Anyway, I am currently reading my 'Q' author. This brings me to the upstart, wanna-be Ishmael by Daniel Quinn. Ishmael in this book is a gorilla. A gorilla teacher. How can a gorilla teach his pupil? Well, in this case he "talks" via a sort of telepathic communication to his earnest, ex-hippie kind of narrator.
If this is all starting to sound very new age and perhaps silly, well, it is. I've heard about this book for a while, mostly that a)some book lovers I know hated it and b)these days, some high schools are making it required reading. But only adventurous high schools. Of course both of those things did nothing to promise me it would not be very new age and perhaps silly.
I'm having novel issues with it again, as I have with some other letters (O, J...) This one strikes me as particularly not a novel, not even a thinly veiled memoir or anything. It's more like a metaphysical self-help philosophy book that Quinn makes into a novel by giving it two "characters" who have the conversation, instead of Quinn just writing his philosophy for the world to see.

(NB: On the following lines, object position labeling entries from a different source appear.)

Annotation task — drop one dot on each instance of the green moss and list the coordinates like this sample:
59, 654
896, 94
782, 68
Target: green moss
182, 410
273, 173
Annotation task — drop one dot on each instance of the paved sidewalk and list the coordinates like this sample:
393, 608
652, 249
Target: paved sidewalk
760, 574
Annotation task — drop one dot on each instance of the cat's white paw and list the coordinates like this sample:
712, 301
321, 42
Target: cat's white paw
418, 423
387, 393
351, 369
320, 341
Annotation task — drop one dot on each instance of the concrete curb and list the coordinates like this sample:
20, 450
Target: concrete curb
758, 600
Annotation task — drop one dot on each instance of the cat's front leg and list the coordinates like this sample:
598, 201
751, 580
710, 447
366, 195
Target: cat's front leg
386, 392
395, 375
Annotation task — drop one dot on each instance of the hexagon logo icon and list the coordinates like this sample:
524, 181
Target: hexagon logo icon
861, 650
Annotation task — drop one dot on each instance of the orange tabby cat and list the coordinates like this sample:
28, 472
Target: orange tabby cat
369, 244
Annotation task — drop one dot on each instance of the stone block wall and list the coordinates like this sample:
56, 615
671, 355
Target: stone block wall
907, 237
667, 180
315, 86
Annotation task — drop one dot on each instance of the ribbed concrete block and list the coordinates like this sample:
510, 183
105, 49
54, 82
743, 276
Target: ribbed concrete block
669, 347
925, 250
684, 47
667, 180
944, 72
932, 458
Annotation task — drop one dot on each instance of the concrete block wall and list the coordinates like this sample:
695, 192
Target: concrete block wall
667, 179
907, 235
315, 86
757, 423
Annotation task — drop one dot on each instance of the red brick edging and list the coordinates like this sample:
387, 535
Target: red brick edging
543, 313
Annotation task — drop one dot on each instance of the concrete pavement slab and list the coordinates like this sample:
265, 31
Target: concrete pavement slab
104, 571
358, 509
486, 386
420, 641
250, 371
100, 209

I'm 157 or something pages in, and the man and his instructing gorilla never go anywhere or do anything. The man leaves at night and comes back the next day for more instruction. The whole book is dialogue, nearly.
So if one can handle all that and get over the fact that 'Q' is not going to be a novel, what then does one think about Ishmael?
Well, it's a little weird. (Obviously.) But I kind of like some of its ideas: humans think they're not subject to the laws of nature, etc. Most recently, the idea that the gods had a perfectly good reason for telling man he'd "surely die" the day he tasted the fruit of the tree of knowledge was pretty fun. I liked the explanation behind that. But I am still convinced as I read it that I'm secretly sitting in Philosophy 101 and not actually reading a novel.
I read a slew of reviews on Good Reads that totally ripped Ishmael up one side and down the other. I half agreed with them. The book is really kind of silly, and yet not. I am currently quite amused with myself when I think, "hmm, I'll just go off and check in with my gorilla for a little while."